Today, I finally let go when her best friend told me, -thinking she was helping me answer a friend-, “once they start acting like they no longer care, it’s a waste of time to hold on. I’m a girl; I know what I’m talking about.” Few minutes later, I went to sleep feeling worse than I have in a very long time, maybe ever. But even in my slumber, my unforgiving brain, -whose logical reasoning I went against all those months ago-, plunged me back to painful awareness.
Being the only sources of relief and consolation, since people have proved themselves less than adequate, I turned to music and books. Opening Wattpad, the first few books I chose were below par but I soon found one that I easily got lost in, Paul Vincent’s “Astronomicon 3 : Those Left Behind”, accompanied with my second favourite playlist, I quickly forgot about my troubles and was lost in a world of imaginative wonder. Again, hunger and the thoughts of yam and vegetable oil brought me back to life, but my lethargic body and suffering heart moved on its own to my table, my hands found a book my favourite pen a “Lucky Corer” and I wrote, writing being a proven escape from this world when all else has failed.
Few lines of poetry later, and the playlist became more of a hindrance, so I switched to my favourite.

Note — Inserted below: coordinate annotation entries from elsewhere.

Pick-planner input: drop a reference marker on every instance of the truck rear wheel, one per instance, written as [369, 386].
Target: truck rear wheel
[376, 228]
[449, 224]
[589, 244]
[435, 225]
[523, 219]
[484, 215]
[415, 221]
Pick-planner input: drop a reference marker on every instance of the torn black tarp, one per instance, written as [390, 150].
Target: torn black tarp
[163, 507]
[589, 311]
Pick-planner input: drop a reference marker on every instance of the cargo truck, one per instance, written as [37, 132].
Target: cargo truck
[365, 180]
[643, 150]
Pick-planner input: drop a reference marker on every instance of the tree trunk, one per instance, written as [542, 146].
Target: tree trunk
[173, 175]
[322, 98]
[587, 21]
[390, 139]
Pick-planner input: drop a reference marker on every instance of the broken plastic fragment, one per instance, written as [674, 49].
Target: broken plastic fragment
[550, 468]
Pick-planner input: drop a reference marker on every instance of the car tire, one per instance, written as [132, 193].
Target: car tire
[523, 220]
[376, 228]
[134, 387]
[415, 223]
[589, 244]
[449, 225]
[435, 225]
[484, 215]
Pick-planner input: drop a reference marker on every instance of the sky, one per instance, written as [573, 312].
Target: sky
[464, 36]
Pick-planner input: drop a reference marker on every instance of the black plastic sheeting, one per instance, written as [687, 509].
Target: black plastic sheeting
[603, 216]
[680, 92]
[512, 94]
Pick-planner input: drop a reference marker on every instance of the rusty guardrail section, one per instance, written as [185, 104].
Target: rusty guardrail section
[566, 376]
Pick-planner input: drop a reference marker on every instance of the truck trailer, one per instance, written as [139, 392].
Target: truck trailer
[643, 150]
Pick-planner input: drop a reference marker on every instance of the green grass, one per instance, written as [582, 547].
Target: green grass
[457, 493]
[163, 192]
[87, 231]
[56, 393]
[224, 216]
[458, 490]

Two songs into the list and I was on a cruise. Soul music is the very best, most especially Asa’s songs, they appeased and appealed to my soul. I was at this point, lost to a world of Asa’s creation and my pen was doing a frenzied dance on paper. I was a broken dam, the sheets; the unfortunate lands beyond my boundaries, ink soon flooded them. I loved this feeling, of total and absolute freedom, unbound to any shackle.

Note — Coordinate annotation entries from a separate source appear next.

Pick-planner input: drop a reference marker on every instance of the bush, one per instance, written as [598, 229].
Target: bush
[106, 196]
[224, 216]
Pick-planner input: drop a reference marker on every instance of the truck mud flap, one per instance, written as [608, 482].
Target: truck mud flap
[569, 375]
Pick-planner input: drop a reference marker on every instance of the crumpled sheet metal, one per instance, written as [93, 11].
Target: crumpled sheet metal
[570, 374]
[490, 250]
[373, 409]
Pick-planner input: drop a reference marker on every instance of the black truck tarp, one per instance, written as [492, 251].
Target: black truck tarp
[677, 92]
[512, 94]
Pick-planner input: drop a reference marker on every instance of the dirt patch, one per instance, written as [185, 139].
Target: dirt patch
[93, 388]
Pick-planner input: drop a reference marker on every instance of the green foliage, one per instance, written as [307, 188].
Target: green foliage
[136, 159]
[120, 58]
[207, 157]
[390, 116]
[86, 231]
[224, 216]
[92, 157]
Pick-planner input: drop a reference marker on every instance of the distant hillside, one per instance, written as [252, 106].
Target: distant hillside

But the flow paused and I crashed back to earth when I heard, “you used to be my everything.” True.
‘Treated me like I was queen,’ well king but still, true.

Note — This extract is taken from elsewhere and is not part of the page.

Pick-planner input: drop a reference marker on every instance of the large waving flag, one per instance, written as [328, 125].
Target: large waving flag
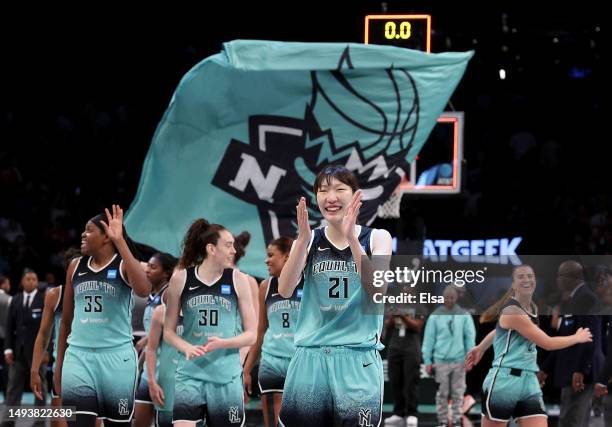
[247, 130]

I also want to, no, need to know, “What spell did you cast on me, oh so that I might believe,” I who prided in finding out when people were being less than truthful.
“Oh God I was a fool,” if there’s anything worse.
“You became my bad habit”, and man, I indulged.
There was no picking your things leaving the keys, and I definitely am not going to cry. The last of my tear I shed when I was 11.
“Mo ti f’oro mi f’oluwa”, well I have issues with God and I’m pretty sure, my dysfunctional love life is not on his to-do list. Maybe he didn’t even mean for me to have one.
“Iwo iwo nikan soso, iwo iwo nikan soso,” you truly were all I had, now all is but all lost.
“Just leave me alone…” was the last word I registered as I crashed from another high and feeling absolutely spent, I decided to go cook that yam, I needed after all, to be alive to feel the pain.
Myself would not wallow in self-pity with me, because, one year and four months ago, he warned me to not let a heart I had never before trusted take over, to be forewarned. I now laugh at and berate myself for being so astonishingly stupid.
Tomorrow, I will again put on my look of indifference and resume my act of emotional detachment, an act perfected over the years.
But it hurts, dear lord it hurts.
The song end and ‘Satan be gone’ comes on. How very apropos.